This is particularly useful when you want to ensure consistency, reduce high cardinality, or enforce specific naming conventions.
Example: Adding a Cluster Label Based on Node Name
You can use Prometheus relabeling to add a cluster label dynamically by extracting values from Kubernetes node metadata.
Configuration:
prometheus:
prometheusSpec:
relabelConfigs:
- source_labels: [__address__]
regex: '(.*)'
target_label: cluster
replacement: 'production-cluster-1'
How This Works:
- The source_labels field selects the address label, which contains the target address of the scraped metric source.
- The regex pattern
(.*)
captures any value, allowing the rule to apply to all targets. - The target_label specifies that a new label named cluster will be added.
- The replacement field assigns the fixed value "production-cluster-1" to the cluster label.
With this configuration, all scraped metrics will automatically include a cluster="production-cluster-1" label, ensuring a unified labeling scheme across your monitoring setup.
Additional Use Cases for Relabeling
Extracting Labels from Kubernetes Metadata
- source_labels: [__meta_kubernetes_pod_label_environment]
target_label: environment
This assigns the environment label dynamically based on pod metadata.
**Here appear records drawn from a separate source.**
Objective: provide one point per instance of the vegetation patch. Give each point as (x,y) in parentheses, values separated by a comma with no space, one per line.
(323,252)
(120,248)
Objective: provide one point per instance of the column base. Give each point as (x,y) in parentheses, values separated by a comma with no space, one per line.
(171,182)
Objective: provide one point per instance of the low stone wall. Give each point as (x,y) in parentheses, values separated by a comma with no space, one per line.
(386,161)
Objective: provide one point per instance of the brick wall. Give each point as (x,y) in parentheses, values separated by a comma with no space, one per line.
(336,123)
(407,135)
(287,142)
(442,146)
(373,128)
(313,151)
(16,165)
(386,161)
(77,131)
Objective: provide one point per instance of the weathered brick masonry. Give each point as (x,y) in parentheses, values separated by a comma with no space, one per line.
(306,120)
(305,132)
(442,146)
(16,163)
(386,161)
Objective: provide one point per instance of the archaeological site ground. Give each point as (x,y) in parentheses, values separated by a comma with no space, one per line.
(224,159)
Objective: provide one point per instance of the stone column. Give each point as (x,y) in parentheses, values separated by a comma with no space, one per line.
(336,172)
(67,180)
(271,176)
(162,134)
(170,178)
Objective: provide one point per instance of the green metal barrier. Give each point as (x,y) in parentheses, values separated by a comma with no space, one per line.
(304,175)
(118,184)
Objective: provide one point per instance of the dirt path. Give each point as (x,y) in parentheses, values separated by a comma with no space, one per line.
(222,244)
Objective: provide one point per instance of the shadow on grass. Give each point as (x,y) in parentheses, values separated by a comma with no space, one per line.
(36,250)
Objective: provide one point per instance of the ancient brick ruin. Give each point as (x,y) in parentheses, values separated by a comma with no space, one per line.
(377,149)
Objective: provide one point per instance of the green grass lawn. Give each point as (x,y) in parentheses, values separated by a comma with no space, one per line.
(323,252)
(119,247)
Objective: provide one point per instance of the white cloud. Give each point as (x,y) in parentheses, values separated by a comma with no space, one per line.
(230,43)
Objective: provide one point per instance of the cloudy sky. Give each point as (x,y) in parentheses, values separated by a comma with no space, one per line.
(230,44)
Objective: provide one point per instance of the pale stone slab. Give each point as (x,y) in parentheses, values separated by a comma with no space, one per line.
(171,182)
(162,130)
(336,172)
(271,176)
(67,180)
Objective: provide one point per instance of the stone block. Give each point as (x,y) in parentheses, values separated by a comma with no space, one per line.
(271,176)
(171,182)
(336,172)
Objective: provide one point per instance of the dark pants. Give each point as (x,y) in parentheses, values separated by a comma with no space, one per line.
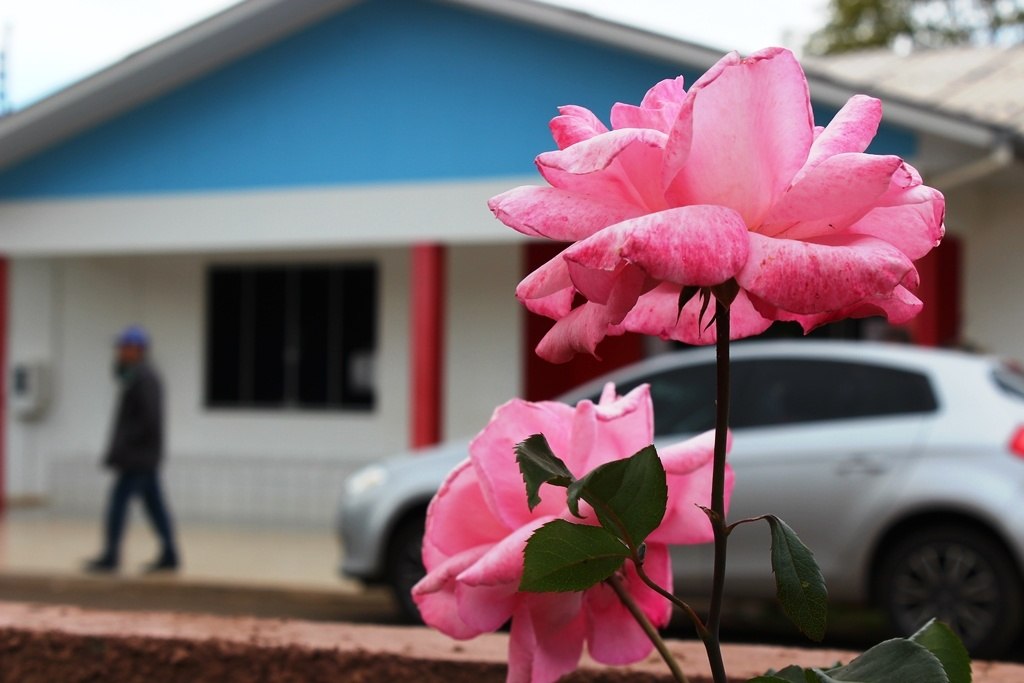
(146,486)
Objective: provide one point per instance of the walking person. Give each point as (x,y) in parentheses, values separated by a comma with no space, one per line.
(134,454)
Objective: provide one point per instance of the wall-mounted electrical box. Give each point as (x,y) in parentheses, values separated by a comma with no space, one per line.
(29,389)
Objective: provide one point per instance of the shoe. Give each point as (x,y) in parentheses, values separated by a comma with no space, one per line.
(100,565)
(161,565)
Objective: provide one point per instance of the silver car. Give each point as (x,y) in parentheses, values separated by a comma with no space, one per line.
(902,468)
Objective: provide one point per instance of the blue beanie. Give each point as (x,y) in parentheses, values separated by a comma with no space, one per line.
(133,335)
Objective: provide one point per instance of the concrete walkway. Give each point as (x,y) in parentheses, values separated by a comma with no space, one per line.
(231,570)
(37,541)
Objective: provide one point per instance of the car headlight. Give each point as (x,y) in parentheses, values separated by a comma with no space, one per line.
(366,479)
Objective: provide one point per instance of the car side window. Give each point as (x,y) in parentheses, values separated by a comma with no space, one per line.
(785,391)
(683,398)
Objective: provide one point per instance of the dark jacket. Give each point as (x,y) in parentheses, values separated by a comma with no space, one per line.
(137,437)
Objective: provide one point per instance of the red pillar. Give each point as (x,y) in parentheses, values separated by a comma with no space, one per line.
(939,322)
(4,297)
(427,343)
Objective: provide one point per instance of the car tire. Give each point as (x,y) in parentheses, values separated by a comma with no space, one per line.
(960,574)
(404,564)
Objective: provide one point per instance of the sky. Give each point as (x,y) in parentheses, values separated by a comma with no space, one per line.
(52,43)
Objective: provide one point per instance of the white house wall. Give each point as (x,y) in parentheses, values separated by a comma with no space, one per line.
(273,466)
(483,364)
(993,308)
(399,214)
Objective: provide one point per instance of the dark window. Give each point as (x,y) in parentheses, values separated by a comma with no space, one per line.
(779,391)
(291,336)
(782,391)
(1010,378)
(683,398)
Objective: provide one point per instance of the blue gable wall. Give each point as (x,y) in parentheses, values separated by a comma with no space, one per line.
(390,90)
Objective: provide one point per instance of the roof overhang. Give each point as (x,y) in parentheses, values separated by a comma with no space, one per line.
(247,27)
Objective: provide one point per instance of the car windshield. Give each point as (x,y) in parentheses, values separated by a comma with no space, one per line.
(1010,378)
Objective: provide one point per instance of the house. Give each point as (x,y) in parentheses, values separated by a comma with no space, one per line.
(291,197)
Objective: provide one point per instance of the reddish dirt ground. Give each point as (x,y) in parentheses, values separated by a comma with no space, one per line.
(47,644)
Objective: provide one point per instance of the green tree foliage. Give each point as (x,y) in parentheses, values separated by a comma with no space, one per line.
(858,25)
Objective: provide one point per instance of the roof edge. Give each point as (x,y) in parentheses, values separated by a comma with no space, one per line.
(153,71)
(250,25)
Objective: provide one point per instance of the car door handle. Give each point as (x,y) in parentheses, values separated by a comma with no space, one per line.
(860,464)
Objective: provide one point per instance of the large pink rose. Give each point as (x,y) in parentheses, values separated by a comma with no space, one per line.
(730,180)
(478,524)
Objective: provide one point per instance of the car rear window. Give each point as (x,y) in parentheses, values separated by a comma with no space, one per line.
(782,391)
(1010,378)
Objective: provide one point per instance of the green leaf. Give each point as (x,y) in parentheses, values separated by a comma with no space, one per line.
(629,496)
(540,466)
(799,584)
(897,659)
(943,643)
(787,675)
(562,556)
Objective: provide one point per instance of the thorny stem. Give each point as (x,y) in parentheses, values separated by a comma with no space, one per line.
(616,585)
(717,514)
(693,616)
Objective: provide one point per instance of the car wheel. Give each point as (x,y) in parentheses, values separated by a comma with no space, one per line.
(404,564)
(958,574)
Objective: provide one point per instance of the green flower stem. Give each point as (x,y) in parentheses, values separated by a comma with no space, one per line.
(717,515)
(615,583)
(674,599)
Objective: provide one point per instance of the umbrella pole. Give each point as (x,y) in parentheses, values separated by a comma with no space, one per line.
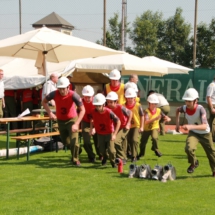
(45,68)
(150,80)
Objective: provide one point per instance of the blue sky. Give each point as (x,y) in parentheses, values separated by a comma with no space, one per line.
(87,15)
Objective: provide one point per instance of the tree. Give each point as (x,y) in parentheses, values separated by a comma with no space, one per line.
(205,50)
(175,38)
(113,35)
(146,31)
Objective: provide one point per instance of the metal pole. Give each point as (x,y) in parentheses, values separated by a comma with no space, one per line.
(104,25)
(195,33)
(123,27)
(125,24)
(20,17)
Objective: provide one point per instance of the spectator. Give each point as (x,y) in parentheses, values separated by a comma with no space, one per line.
(210,99)
(10,105)
(27,103)
(49,87)
(198,128)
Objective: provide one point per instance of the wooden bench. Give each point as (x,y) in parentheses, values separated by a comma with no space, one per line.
(33,136)
(23,130)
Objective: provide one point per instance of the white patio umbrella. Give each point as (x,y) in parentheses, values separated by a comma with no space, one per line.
(173,68)
(126,63)
(21,73)
(45,44)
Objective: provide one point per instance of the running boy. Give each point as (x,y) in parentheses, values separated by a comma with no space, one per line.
(199,130)
(125,116)
(87,99)
(104,120)
(152,115)
(136,122)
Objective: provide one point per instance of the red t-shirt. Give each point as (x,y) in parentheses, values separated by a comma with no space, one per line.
(27,95)
(65,105)
(120,113)
(104,122)
(88,110)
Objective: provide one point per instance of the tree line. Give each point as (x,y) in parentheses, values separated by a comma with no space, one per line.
(169,39)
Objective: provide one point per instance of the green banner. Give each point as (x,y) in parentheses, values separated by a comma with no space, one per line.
(174,86)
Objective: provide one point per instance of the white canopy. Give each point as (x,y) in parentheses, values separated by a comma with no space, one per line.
(173,68)
(21,73)
(126,63)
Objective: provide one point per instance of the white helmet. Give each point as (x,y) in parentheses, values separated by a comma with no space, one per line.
(63,82)
(130,93)
(88,91)
(99,99)
(112,96)
(131,85)
(153,99)
(114,74)
(190,95)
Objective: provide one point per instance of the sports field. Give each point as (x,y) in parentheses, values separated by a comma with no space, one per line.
(49,184)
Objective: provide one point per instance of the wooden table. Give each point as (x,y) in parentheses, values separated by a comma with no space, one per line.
(7,121)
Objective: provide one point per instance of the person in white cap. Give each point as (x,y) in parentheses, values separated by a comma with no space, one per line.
(87,99)
(210,99)
(50,86)
(115,86)
(198,128)
(106,124)
(165,108)
(66,114)
(152,115)
(125,117)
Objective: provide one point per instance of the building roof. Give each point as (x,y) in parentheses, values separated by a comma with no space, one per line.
(53,19)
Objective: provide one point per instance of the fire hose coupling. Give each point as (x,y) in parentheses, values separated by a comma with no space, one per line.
(119,163)
(145,171)
(169,173)
(157,172)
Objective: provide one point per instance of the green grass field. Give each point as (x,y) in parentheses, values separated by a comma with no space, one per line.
(49,184)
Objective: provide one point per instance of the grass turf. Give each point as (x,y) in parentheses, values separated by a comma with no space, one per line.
(49,184)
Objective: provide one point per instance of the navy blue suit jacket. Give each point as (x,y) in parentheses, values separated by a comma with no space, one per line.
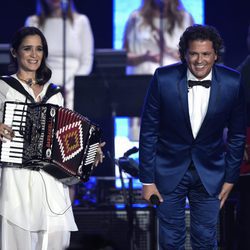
(167,146)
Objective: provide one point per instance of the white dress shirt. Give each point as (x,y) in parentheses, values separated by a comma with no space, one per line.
(198,98)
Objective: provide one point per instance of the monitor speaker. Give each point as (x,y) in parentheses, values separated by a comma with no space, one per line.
(102,229)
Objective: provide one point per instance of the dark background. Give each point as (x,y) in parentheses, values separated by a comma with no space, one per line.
(230,17)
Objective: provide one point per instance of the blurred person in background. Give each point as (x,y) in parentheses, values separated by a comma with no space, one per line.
(151,40)
(142,36)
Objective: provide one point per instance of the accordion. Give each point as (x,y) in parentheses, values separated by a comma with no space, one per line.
(55,139)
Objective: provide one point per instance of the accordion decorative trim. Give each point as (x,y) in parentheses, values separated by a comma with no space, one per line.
(70,140)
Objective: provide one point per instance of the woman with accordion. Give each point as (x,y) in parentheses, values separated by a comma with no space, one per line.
(35,207)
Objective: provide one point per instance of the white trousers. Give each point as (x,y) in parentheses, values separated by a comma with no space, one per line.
(13,237)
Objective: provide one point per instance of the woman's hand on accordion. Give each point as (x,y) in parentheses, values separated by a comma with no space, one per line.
(6,132)
(99,156)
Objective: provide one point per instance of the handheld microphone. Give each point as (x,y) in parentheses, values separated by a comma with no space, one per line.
(130,152)
(154,199)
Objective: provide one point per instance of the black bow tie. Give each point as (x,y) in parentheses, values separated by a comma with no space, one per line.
(206,83)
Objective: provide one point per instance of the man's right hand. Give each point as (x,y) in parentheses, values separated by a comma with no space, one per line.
(148,190)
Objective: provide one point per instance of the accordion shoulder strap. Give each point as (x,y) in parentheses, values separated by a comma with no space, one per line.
(14,83)
(51,90)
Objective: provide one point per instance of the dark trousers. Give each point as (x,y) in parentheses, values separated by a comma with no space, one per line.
(204,213)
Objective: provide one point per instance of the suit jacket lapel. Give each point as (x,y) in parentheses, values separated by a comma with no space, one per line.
(183,94)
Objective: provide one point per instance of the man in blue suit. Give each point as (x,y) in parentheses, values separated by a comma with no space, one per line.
(182,150)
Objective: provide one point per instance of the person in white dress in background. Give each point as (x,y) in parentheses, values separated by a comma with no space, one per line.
(146,51)
(35,207)
(79,42)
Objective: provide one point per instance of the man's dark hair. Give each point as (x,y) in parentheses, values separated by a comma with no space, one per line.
(200,32)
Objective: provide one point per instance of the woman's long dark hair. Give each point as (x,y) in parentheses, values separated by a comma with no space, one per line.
(43,11)
(43,74)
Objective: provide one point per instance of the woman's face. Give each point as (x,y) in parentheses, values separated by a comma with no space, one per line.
(29,54)
(53,4)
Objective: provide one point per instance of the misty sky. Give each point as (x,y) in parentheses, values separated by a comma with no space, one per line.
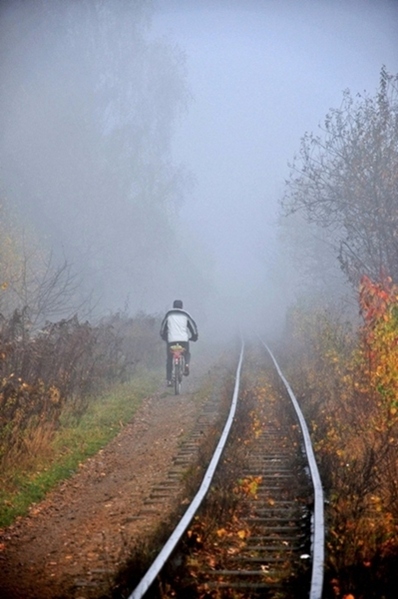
(261,73)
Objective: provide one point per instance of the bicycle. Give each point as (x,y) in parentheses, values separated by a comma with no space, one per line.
(178,366)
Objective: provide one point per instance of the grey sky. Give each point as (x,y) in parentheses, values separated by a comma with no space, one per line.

Dropping Unnecessary Labels to Reduce Storage Overhead
- regex: "kubernetes_io.*"
action: drop
This prevents excessive Kubernetes-generated labels from bloating your Prometheus storage.
3 Common Pitfalls and How to Avoid Them
When adding cluster labels to Kubernetes metrics, some common pitfalls can impact monitoring efficiency, storage, and query performance. Here’s how to avoid them:
1. Label Conflicts
Issue: If you choose a label name that’s already in use (e.g., environment, region), it can lead to confusion, data inconsistencies, or even overwrite existing labels in your monitoring setup.
How to Avoid:
- Before adding a new label, check your existing metrics using PromQL:
label_values(kube_pod_info, cluster)
- Use unique and descriptive label names that do not conflict with built-in Kubernetes labels. Labels such as annotations and authentication-related fields should be reviewed to prevent unintended conflicts.
- Establish label naming conventions within your team to prevent accidental duplication.
2. Performance Impact
Issue: Labels create unique metric series in Prometheus. If too many labels are added or if labels have high cardinality (e.g., pod_id or request_id), it can increase storage costs and slow down queries.
How to Avoid:
- Only add labels that are necessary for filtering or aggregating metrics. Avoid adding dynamic values like timestamps, unique pod IDs, or request traces as labels.
- Use Prometheus relabeling to refine collected metrics:
relabel_configs:
- source_labels: [pod]
target_label: pod_name
action: replace
- Kubernetes daemonset logs and kubelet metrics often generate a high number of labels. Consider filtering unnecessary labels to optimize performance.
- Monitor Prometheus storage usage and set retention limits to manage data growth:
storage.tsdb.retention.time: "15d"
If running Prometheus in a cloud provider environment, ensure your storage strategy aligns with cost management.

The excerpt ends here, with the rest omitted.